The tradition had been that wars had to be over before their names were engraved on the iconic U.S. Marine Corps War Memorial in Arlington, Virginia -- better known as the "Iwo Jima Memorial."
Although the wars in Iraq and Afghanistan have no end in sight, the U.S. Department of the Interior and the National Park Service dispensed with the tradition Tuesday for the official dedication of the new engravings and renovations of the memorial site.
Unlike other conflicts listed at the base of the memorial, which have beginning and end dates, the war in Afghanistan is listed simply as "Afghanistan 2001," followed by a dash.
Iraq is listed as "Iraq 2003," also followed by a dash.
That is OK with Gen. Robert Neller, commandant of the Marine Corps. He said the end dates will be filled in when they happen, and "hopefully, one day there will be an end date to put up there."
Speaking to a small group of reporters following the brief ceremony, Neller would not speculate on when that might be but said, "I think, one day, yes."
In his prepared remarks, he said it is only fitting that Afghanistan and Iraq be listed on the memorial -- with or without end dates.

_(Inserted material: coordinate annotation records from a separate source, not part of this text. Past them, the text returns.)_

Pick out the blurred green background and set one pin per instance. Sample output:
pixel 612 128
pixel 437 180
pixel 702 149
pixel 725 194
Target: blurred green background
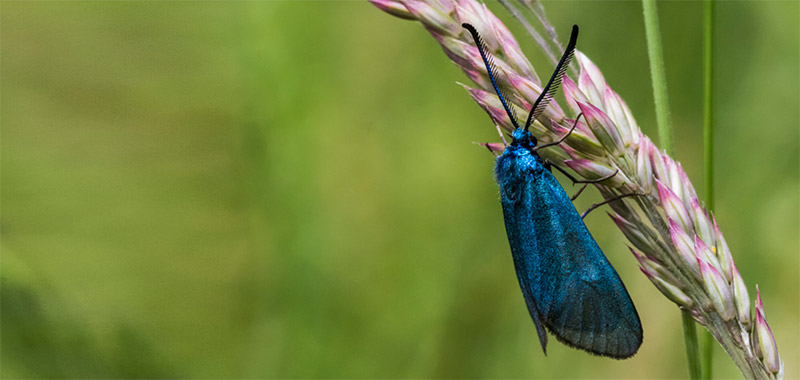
pixel 285 189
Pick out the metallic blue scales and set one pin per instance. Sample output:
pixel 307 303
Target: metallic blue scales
pixel 569 286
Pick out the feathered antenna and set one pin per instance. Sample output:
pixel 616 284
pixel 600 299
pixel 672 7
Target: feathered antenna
pixel 555 81
pixel 489 62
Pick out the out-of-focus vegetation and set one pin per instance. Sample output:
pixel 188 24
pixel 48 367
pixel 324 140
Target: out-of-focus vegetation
pixel 290 190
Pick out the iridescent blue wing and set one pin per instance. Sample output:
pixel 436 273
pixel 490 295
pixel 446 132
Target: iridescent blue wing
pixel 568 284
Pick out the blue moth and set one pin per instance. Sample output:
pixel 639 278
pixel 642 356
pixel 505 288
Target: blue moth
pixel 569 286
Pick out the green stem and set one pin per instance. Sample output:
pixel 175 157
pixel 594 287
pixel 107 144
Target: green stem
pixel 659 79
pixel 690 337
pixel 658 76
pixel 708 146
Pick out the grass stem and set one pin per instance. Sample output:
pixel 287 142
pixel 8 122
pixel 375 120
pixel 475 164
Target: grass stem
pixel 659 79
pixel 708 147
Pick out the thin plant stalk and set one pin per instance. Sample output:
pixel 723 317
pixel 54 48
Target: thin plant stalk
pixel 659 79
pixel 708 148
pixel 658 76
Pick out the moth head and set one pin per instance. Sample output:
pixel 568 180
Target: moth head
pixel 523 139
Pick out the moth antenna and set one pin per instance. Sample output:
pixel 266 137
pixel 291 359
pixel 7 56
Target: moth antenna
pixel 490 68
pixel 555 81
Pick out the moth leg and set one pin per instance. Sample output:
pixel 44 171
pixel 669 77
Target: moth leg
pixel 502 136
pixel 596 205
pixel 548 165
pixel 575 124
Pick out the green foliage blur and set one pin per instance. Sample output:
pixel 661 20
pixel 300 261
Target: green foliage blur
pixel 286 189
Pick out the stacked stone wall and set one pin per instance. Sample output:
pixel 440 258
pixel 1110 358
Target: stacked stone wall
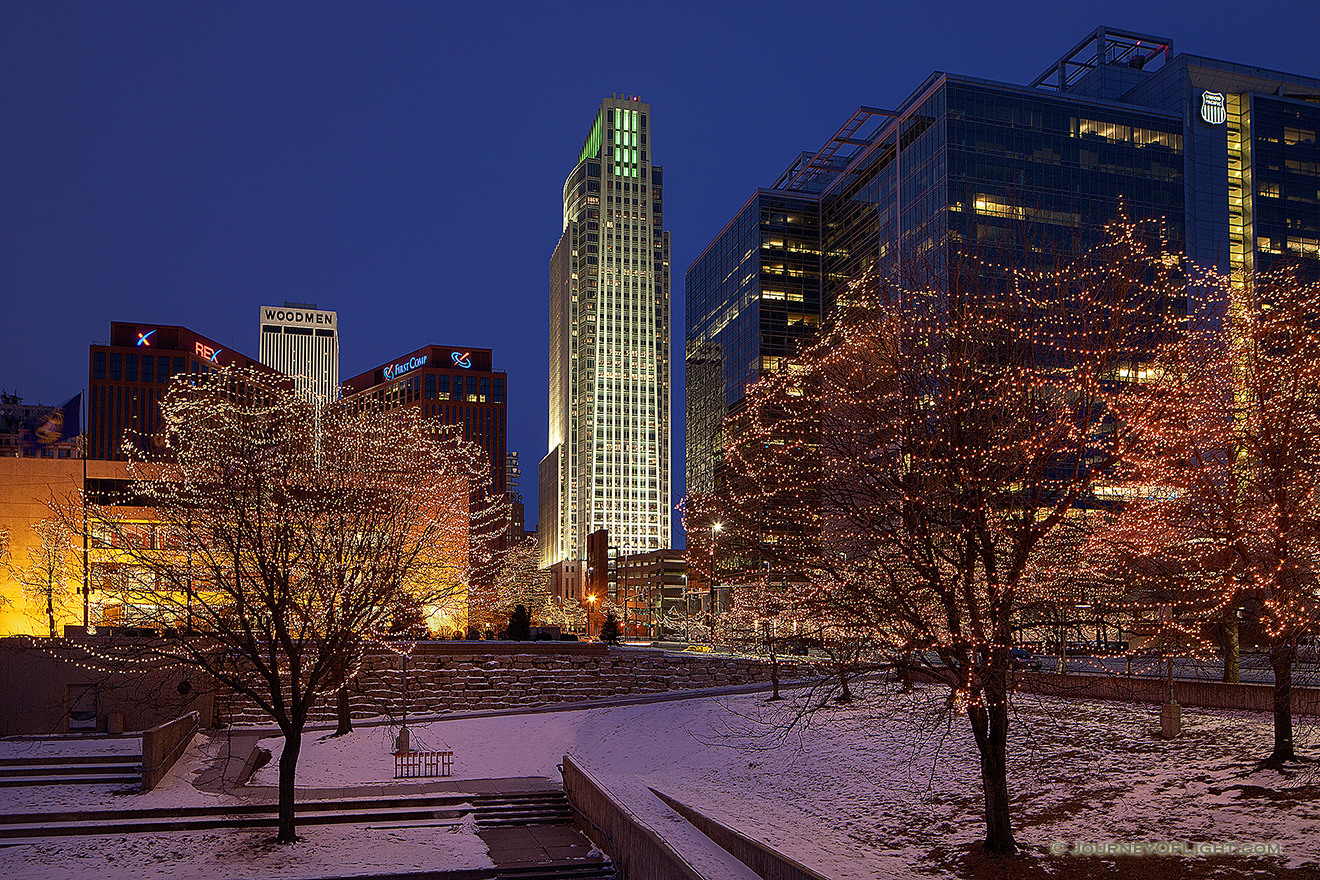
pixel 444 677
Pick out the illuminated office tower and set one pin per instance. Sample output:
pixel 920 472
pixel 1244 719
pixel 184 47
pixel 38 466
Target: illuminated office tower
pixel 609 405
pixel 302 341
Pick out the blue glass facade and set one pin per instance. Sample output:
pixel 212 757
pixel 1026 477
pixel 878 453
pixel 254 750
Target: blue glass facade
pixel 751 297
pixel 1225 156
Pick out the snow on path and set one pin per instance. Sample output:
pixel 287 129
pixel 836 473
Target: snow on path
pixel 887 784
pixel 227 854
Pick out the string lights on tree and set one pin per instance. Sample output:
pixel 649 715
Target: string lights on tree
pixel 914 465
pixel 275 544
pixel 1220 509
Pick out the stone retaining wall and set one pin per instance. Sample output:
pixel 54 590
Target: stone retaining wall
pixel 467 677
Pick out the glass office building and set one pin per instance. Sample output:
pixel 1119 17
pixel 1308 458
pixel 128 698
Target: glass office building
pixel 1222 155
pixel 607 465
pixel 751 296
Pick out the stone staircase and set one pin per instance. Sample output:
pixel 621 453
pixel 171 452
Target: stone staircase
pixel 522 808
pixel 81 769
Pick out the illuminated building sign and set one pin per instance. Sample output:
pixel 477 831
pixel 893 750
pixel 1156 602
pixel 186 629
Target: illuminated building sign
pixel 210 354
pixel 394 371
pixel 300 315
pixel 1212 108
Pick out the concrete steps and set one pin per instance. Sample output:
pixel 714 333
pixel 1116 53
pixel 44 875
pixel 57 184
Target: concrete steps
pixel 576 868
pixel 75 769
pixel 529 808
pixel 419 810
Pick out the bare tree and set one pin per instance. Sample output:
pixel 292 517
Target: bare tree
pixel 518 582
pixel 44 577
pixel 912 462
pixel 289 540
pixel 1222 502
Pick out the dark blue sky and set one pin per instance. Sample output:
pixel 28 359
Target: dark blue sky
pixel 400 162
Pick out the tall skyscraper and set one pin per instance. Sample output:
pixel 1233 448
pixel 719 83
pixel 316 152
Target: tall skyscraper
pixel 609 417
pixel 302 341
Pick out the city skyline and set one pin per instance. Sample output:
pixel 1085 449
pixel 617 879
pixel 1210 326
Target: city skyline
pixel 609 458
pixel 231 161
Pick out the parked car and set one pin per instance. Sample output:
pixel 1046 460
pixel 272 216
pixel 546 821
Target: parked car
pixel 1023 659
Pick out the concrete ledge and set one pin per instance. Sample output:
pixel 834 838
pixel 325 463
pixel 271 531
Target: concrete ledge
pixel 1205 694
pixel 632 845
pixel 163 744
pixel 768 863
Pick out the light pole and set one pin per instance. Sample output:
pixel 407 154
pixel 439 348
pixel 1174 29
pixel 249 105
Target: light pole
pixel 716 528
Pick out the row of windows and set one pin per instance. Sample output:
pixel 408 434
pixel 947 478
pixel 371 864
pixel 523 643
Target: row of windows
pixel 153 368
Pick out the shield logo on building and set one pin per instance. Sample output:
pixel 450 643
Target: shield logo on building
pixel 1212 107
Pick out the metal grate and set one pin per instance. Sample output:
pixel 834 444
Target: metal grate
pixel 413 764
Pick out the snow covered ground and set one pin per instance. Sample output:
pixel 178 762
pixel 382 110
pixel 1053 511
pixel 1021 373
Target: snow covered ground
pixel 326 850
pixel 338 851
pixel 883 788
pixel 889 786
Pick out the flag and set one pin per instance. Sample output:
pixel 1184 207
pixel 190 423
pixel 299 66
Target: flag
pixel 58 425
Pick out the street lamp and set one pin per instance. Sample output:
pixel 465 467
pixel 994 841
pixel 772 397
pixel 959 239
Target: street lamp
pixel 716 528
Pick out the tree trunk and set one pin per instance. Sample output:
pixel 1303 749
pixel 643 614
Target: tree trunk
pixel 288 764
pixel 1281 661
pixel 343 711
pixel 990 727
pixel 1229 647
pixel 845 695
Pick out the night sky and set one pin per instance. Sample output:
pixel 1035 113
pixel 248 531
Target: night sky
pixel 401 162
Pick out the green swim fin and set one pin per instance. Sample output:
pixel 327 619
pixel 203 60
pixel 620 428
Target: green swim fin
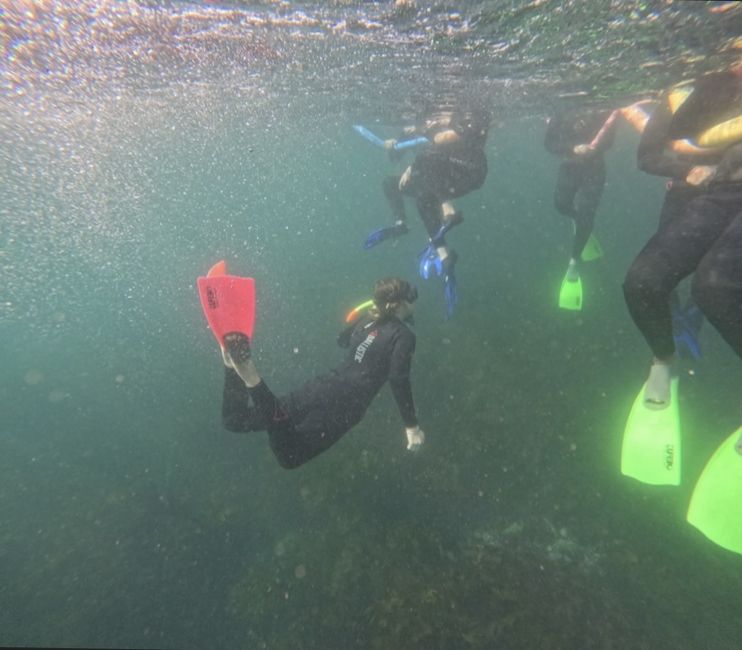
pixel 593 250
pixel 716 503
pixel 570 295
pixel 651 441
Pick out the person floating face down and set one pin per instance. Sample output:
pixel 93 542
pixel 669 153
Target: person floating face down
pixel 308 421
pixel 704 239
pixel 579 138
pixel 452 164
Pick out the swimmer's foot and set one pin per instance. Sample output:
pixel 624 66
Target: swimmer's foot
pixel 657 391
pixel 237 348
pixel 237 352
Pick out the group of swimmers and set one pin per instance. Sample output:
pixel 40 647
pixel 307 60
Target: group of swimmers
pixel 691 135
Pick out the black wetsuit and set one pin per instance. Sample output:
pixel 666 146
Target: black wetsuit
pixel 310 420
pixel 702 236
pixel 441 172
pixel 581 178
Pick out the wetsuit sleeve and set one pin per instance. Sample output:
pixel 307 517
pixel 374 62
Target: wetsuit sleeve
pixel 652 157
pixel 606 135
pixel 399 377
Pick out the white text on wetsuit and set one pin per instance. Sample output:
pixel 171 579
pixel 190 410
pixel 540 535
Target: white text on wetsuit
pixel 361 349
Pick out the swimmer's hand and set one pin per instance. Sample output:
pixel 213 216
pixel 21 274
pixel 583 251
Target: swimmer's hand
pixel 700 174
pixel 583 149
pixel 415 438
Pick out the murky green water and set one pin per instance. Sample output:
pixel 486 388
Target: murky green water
pixel 130 518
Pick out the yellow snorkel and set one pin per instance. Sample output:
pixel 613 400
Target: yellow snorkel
pixel 353 313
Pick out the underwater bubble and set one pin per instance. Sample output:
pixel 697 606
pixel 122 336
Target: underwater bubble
pixel 33 377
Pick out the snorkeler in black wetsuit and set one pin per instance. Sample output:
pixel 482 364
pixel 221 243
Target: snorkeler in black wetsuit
pixel 452 165
pixel 580 140
pixel 704 239
pixel 655 156
pixel 308 421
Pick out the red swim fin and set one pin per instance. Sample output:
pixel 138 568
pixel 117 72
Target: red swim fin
pixel 220 268
pixel 228 302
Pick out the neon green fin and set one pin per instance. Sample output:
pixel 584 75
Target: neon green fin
pixel 570 295
pixel 651 442
pixel 716 504
pixel 593 250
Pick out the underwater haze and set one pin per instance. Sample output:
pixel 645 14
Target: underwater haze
pixel 142 141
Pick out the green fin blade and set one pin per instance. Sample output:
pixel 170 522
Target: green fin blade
pixel 651 442
pixel 716 503
pixel 593 250
pixel 570 294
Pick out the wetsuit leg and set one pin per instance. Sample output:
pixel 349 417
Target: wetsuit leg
pixel 297 433
pixel 717 284
pixel 565 190
pixel 394 197
pixel 671 254
pixel 587 201
pixel 431 213
pixel 237 414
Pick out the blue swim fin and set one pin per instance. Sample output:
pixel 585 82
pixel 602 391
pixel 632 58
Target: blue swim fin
pixel 451 293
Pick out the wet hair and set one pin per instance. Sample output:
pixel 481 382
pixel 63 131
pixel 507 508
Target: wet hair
pixel 389 293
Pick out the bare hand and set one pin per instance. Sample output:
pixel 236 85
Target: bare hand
pixel 582 149
pixel 415 438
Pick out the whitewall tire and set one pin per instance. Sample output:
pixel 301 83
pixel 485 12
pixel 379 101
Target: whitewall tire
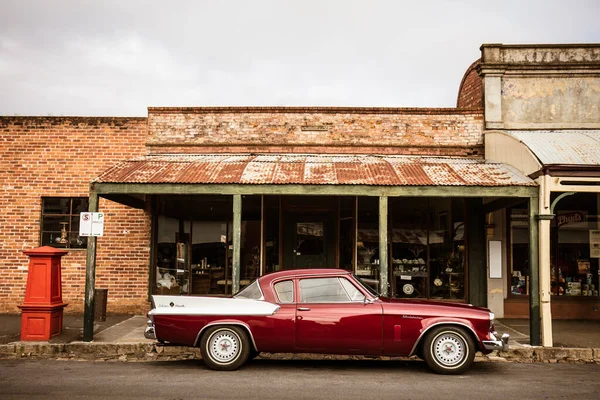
pixel 449 350
pixel 225 348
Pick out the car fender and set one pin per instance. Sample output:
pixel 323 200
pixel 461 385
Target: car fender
pixel 429 323
pixel 226 322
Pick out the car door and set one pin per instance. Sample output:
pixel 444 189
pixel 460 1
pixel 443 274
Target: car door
pixel 332 317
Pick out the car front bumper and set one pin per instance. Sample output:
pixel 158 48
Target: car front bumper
pixel 497 344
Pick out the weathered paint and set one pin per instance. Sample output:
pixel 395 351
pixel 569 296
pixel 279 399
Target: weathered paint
pixel 534 275
pixel 319 190
pixel 383 245
pixel 237 242
pixel 541 86
pixel 314 170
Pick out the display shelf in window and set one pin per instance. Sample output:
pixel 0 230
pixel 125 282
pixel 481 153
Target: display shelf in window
pixel 60 222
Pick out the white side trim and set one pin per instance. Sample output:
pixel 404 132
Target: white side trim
pixel 183 305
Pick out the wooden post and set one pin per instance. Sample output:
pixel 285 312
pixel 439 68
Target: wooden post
pixel 383 243
pixel 534 275
pixel 237 242
pixel 90 275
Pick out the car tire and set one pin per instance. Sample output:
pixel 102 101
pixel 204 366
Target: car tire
pixel 225 348
pixel 448 350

"These engravings represent the 1,481 Marines to date who gave all, as well as their surviving families and a Corps who will never forget them," Neller said.
The engravings and site renovations were made possible by a $5.37 million donation from philanthropist David M. Rubenstein, co-chief executive officer of The Carlyle Group.
Rubenstein, whose father was a Marine, said at the ceremony, "Today, we're simply adding two words to the Marine Corps Memorial -- Afghanistan and Iraq.
"But what they stand for is historic and should make every American pause and give thanks for the sacrifices of life and limb that our armed forces have made to protect our freedoms," he said.
As part of the renovations, the dramatic, 32-foot statues of the six Marines who raised the flag on Iwo Jima's Mount Suribachi -- Harlon Block, Rene Gagnon, Ira Hayes, Franklin Sousley, Michael Strank, and Harold Schultz -- have been waxed and cleaned.
In 2016, the Marine Corps confirmed that Schultz was the sixth person that helped raise the U.S. flag on Mt. Suribachi -- not Navy hospital corpsman John Bradley as previously claimed.
Holes, cracks and seams on the mammoth bronze sculpture were also brazed to prevent water damage.
The next phase of the renovation will involve landscaping, road repair, replacement of lighting and installation of educational displays on the memorial's significance. The project is expected to be completed next fall.
When asked for his own take on the significance of the memorial, Neller yanked a thumb over his shoulder.
"Just look behind me" at the imposing figures of six Americans working as a team, dedicated to a mission. "It's all that's good about our nation," he said.